A few points to keep in mind:

  • Currently, the playbooks can deploy only Single-Node OpenShift (SNO).

  • The building blocks, e.g. the VMware vSphere deployment, have a lot more knobs than the Ansible playbooks expose. We’ve taken a slightly opinionated approach to simplify stuff — using reasonable defaults and hiding details that aren’t relevant for our use case. For the full list of configuration options, see the playbook, inventory, and role variables in the repository.

  • We are constantly working to remove limitations and improve the code.

NVIDIA Riva Speech Services

Now we can deploy and run NVIDIA AI Enterprise applications. The GPU-accelerated NVIDIA Riva SDK for building speech AI applications is a good test for the capabilities of our OpenShift setup. For instance, Riva-based automatic speech recognition (ASR) can be used to transcribe conversations with customers in a call center, or automatically generate subtitles in a video conference call.

The NVIDIA Riva server comes as a Helm chart that has to be downloaded from NGC. Keep in mind though that the Helm chart can’t run "as is” on our OpenShift setup. This is due to the stringent OpenShift security and the need for an additional piece of infrastructure. There are multiple ways to overcome the limitations, but for the sake of simplicity we’ll apply the following customizations without modifying either the OpenShift cluster or the Helm chart:

  1. Force modelDeployVolume and artifactDeployVolume to use emptyDir instead of a host path.

  2. Use NodePort instead of LoadBalancer as the service type.

We have an automation script for that, of course. The Ansible playbook at https://github.com/empovit/riva-deployment automates the whole process from spinning up a GPU-enabled OpenShift cluster on Equinix Metal to deploying a Riva server to it. What’s left is just to run the Riva client, talk into the microphone, and watch your speech automatically transcribed in real time.


python riva_quickstart_v2.2.1/examples/transcribe_mic.py --server --server --input-device 9


Be patient, deploying a vSphere cluster takes time! Installing an SNO takes another 30-40 minutes.

We are aware of an issue that may cause upgrading ESXi from 6.5 to 7.0, and installing vCenter to fail. If you’re seeing failures of this Ansible task, try re-running the playbook:

TASK [vsphere : Install vSphere on Equinix Metal using Terraform]
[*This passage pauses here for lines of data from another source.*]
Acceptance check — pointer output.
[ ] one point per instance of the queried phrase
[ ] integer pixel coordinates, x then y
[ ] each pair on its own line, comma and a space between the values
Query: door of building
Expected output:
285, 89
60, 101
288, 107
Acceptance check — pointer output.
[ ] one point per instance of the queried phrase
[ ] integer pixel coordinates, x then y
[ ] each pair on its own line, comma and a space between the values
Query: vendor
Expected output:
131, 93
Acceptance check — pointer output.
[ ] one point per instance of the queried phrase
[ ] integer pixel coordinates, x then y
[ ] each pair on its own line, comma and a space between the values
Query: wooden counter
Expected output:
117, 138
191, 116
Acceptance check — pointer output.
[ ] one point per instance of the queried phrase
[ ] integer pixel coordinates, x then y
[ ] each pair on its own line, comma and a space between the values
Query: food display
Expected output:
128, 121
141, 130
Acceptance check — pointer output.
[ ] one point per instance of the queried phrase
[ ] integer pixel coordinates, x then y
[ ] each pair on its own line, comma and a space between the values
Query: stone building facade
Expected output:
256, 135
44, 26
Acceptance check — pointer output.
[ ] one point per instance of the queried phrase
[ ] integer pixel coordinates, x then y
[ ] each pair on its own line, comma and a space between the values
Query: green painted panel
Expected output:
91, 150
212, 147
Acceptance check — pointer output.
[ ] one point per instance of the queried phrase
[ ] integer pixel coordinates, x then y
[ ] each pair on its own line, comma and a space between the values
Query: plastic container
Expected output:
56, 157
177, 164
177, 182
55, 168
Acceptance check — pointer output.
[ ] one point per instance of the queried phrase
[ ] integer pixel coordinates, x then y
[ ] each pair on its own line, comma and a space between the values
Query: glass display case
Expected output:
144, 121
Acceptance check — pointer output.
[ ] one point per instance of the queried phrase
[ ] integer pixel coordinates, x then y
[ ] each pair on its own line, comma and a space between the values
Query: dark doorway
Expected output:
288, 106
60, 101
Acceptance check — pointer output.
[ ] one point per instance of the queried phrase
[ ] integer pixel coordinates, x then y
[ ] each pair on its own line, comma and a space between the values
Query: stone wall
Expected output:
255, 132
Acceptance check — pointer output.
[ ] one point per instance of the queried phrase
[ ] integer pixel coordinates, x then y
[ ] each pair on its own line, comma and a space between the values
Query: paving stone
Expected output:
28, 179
If it still isn't working, run the Terraform script manually using the generated Terraform variable file, usually <temp_directory>/terraform.tfvars, for better diagnostics. Example:

terraform apply -var-file=~/sno-vgpu/terraform.tfvars

Then just re-run the Ansible playbook, as the Terraform part is idempotent.

For more troubleshooting tips, see the Troubleshooting document in the repository.


Red Hat OpenShift not only provides an enterprise-grade platform with enhanced security, monitoring, etc., but also gives containerized applications access to hardware accelerators such as NVIDIA GPUs.

Although bare metal beats virtualization in terms of performance, we can still see use-cases for the latter. And thanks to OpenShift and NVIDIA vGPU, anybody who wants to develop and run a modern AI/ML application doesn’t have to abandon their legacy infrastructure. Then, when ready for the transition, they can deploy the exact same application on bare metal and enjoy the improved performance.

We have demonstrated how to deploy an OpenShift cluster that benefits from an underlying NVIDIA GPU on VMware vSphere, and presented a full automation — using Ansible — of this otherwise tedious and error-prone installation and configuration process.